Foreign politicians visiting Universities are more respectful in that respect. More ready to engage and discuss. See Blair and Clinton for example. Not exactly the stage managed apperances with caveats that we see in our Alma Mater.

And by the way Mr Farrugia (sorry if I picked on you) you might want to investigate why there were even those 150 students. You would probably find that they are the usual rent-a-mob by the political organisations on campus. The whisperings of "ejja ghax gej IL-KAP" [come along because our LEADER is coming] would have been going round campus from early morning to ensure that "ma naqghux ghan-nejk" [we do not give a bad impression] and that "nistaqsuhom ahna il-mistoqsijiet" [so that our side asks the questions].

Yes it is sad that students are not as interested in Maltese politics.
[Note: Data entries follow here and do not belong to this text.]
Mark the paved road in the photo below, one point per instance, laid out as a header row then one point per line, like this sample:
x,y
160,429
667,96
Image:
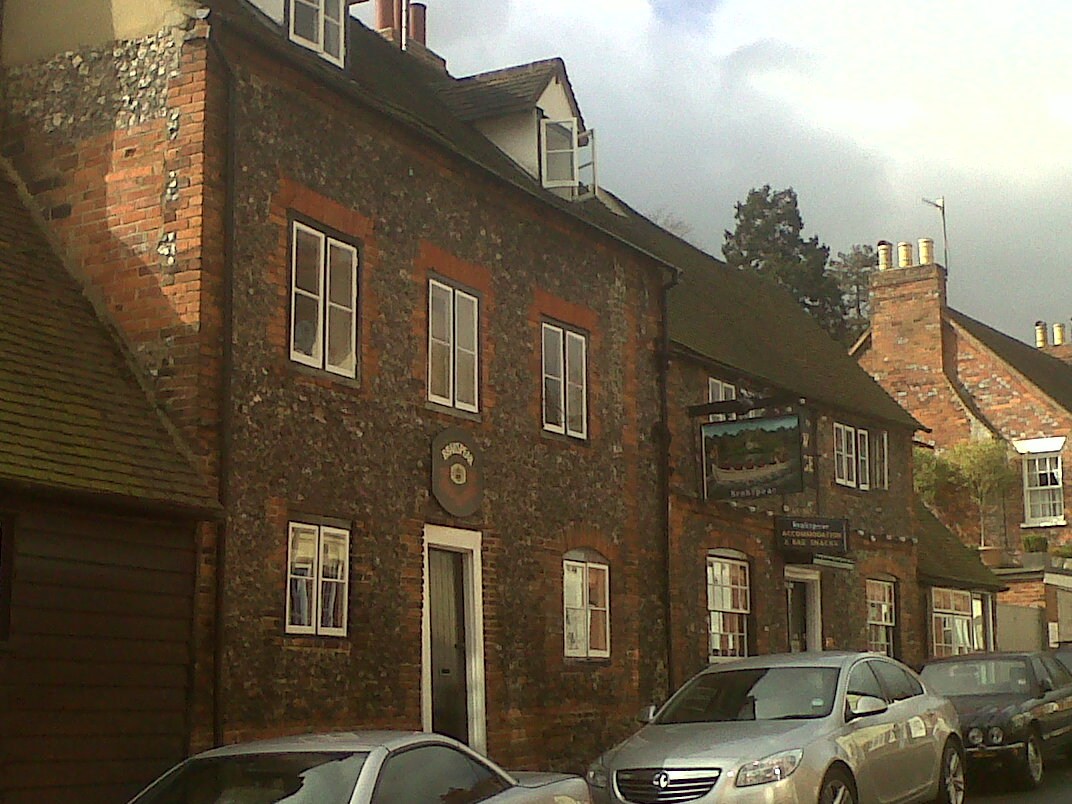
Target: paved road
x,y
1056,789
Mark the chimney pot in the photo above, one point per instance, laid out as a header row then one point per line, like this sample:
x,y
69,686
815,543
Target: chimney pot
x,y
1040,333
884,255
926,251
389,16
418,23
904,254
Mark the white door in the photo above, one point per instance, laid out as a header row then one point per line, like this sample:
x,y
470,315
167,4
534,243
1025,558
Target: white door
x,y
804,608
452,672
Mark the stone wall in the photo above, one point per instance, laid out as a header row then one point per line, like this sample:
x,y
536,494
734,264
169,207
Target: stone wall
x,y
358,450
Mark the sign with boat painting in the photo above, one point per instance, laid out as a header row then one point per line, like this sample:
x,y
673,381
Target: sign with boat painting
x,y
752,458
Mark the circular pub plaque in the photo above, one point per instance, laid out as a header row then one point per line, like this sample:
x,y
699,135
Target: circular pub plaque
x,y
457,472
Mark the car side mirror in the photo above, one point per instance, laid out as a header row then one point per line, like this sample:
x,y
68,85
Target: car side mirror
x,y
866,704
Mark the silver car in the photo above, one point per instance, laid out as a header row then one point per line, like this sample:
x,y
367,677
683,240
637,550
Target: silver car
x,y
356,768
791,728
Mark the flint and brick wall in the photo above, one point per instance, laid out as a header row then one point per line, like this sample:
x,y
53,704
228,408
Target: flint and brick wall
x,y
309,444
880,523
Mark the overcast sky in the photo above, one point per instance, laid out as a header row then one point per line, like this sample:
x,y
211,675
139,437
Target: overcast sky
x,y
864,108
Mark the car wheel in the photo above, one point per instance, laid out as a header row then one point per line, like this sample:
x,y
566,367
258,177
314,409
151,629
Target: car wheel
x,y
1032,769
951,776
837,788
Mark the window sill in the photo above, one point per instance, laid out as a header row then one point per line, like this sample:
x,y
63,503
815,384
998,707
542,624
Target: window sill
x,y
1048,523
456,412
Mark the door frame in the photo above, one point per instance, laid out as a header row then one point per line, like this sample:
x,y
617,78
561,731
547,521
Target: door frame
x,y
466,542
813,580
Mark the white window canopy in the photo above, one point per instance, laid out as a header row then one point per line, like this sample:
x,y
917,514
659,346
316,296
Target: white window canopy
x,y
1037,446
568,157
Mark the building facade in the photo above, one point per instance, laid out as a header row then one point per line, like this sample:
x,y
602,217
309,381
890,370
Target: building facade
x,y
967,382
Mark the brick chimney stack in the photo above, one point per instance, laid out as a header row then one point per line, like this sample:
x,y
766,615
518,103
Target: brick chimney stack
x,y
907,335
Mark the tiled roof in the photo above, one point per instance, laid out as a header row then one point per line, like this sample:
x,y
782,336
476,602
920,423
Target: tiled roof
x,y
1050,374
946,561
73,418
500,91
744,322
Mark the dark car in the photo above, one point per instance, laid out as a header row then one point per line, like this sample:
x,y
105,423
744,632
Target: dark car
x,y
1015,708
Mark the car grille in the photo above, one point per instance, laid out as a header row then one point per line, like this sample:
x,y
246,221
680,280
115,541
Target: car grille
x,y
665,786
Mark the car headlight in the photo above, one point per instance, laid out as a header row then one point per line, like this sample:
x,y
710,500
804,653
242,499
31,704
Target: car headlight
x,y
774,768
597,774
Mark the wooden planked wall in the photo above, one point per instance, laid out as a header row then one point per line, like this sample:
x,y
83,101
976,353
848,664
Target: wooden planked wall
x,y
95,671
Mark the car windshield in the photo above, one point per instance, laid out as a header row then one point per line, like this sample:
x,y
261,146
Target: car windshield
x,y
979,676
298,777
757,694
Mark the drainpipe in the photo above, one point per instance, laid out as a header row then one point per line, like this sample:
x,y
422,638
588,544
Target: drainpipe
x,y
224,402
664,479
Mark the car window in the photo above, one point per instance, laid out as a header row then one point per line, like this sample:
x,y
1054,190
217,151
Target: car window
x,y
756,694
296,777
862,682
897,682
1040,672
435,774
988,675
1057,671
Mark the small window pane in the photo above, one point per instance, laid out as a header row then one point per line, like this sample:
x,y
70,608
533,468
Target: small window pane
x,y
341,261
307,325
302,576
575,627
560,166
307,20
574,585
308,257
560,135
597,635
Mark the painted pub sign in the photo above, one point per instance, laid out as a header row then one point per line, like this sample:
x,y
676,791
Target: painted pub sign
x,y
752,458
813,535
457,472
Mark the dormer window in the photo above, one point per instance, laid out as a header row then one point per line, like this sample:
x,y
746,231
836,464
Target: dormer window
x,y
567,155
318,25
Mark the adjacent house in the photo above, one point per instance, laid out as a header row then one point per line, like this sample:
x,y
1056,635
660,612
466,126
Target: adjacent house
x,y
100,512
966,381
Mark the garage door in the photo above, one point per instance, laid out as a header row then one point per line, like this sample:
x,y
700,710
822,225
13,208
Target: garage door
x,y
95,672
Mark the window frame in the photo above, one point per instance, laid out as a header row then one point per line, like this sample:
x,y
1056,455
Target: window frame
x,y
887,604
585,566
323,21
719,390
326,242
845,459
1031,490
316,628
881,461
457,293
565,335
863,459
951,615
742,637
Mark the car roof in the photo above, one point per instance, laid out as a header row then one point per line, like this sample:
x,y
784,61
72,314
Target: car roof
x,y
983,655
342,741
806,658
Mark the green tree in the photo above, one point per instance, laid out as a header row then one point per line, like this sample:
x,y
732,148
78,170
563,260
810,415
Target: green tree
x,y
768,240
852,272
981,467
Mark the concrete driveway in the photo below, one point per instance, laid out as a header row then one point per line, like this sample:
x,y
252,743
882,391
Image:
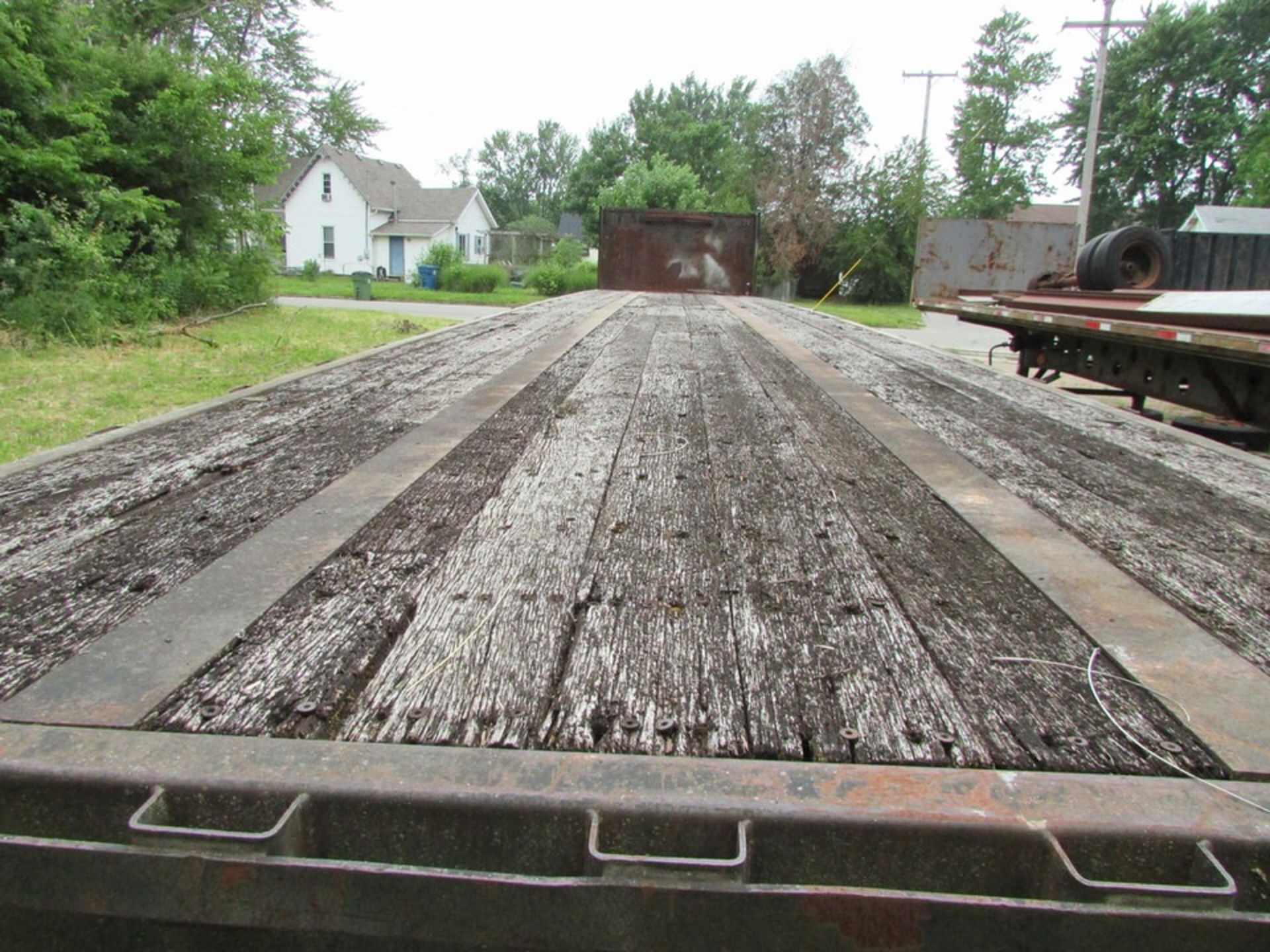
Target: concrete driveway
x,y
413,309
948,333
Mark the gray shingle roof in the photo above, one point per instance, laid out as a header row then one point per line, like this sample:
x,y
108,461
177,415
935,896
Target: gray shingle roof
x,y
414,229
375,179
272,196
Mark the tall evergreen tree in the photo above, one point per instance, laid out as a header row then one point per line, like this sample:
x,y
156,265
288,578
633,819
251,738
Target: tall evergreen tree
x,y
1183,114
999,150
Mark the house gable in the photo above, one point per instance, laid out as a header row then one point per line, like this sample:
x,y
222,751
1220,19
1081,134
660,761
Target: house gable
x,y
341,208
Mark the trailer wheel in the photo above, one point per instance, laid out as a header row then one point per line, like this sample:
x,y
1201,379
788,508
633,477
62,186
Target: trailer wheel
x,y
1085,263
1130,258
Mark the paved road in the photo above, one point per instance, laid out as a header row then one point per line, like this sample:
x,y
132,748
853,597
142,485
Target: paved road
x,y
948,333
414,309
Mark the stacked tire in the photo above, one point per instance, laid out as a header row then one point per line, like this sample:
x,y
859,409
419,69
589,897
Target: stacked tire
x,y
1134,257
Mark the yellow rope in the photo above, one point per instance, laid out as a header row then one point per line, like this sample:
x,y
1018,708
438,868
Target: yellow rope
x,y
839,282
But given the state of the subject... who could blame them?

3 commentaires:

Mark Vella a dit…

I am particularly intrigued by how you captioned the pic portraying the three leaders. AD are lucky to have a leader called Harry, while the choice of who'd be Dick might have been quite an onerous task.
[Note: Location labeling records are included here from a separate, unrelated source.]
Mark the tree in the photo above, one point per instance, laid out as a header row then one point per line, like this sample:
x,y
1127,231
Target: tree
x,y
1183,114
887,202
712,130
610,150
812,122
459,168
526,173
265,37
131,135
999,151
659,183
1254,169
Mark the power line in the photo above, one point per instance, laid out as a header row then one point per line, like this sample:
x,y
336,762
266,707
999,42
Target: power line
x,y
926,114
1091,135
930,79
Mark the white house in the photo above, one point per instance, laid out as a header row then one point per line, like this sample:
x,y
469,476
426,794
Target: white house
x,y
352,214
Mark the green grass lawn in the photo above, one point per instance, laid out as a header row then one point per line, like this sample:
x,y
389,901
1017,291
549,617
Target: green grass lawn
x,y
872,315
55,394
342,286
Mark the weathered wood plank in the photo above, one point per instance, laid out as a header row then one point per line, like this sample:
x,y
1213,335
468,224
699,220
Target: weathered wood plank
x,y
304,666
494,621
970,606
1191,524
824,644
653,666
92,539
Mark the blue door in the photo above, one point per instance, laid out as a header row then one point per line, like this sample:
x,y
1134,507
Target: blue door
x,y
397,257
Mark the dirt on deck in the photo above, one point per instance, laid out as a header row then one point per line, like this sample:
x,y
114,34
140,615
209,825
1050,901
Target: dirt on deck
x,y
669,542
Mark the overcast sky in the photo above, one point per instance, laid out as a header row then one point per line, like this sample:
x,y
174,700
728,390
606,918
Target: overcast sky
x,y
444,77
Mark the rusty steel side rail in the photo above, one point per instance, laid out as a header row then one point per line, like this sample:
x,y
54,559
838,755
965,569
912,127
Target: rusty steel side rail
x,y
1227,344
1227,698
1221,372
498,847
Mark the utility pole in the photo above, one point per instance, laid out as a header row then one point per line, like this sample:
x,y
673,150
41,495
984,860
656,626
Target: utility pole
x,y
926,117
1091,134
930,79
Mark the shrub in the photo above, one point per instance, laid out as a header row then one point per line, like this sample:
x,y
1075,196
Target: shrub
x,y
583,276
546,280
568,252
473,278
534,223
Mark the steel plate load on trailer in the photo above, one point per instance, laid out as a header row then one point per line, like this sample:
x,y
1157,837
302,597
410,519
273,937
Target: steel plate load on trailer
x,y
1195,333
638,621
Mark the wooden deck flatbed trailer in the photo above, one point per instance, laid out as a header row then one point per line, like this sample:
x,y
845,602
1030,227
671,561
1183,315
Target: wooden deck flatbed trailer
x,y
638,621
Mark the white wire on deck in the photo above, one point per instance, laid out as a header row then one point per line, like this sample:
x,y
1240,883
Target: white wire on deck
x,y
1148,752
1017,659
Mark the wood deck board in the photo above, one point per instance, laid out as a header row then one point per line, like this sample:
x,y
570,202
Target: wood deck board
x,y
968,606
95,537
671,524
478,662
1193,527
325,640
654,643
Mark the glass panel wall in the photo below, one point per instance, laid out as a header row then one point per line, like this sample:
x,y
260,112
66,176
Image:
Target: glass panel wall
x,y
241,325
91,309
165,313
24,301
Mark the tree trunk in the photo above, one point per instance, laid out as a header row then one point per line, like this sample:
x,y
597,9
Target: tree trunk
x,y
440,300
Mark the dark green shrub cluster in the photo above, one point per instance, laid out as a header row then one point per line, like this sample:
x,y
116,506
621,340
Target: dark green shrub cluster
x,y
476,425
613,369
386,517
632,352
Jacques René Zammit a dit…

:) some habits die hard.
Would you have preferred Harry, Wenz and Alf?

Mark Vella a dit…

Not at all. Tom also suits Gonzi fine, as it is a very common and colourless name (despite Tom Jones, Thom Yorke, Tommy Hilfiger, Tom (ta' Jerry), Tom Cruise etc.).

Interesting also that many tom-expressions cannot really be attributed to someone like Gonzi: tomfoolery, tomboy, tomcat, Tommy gun.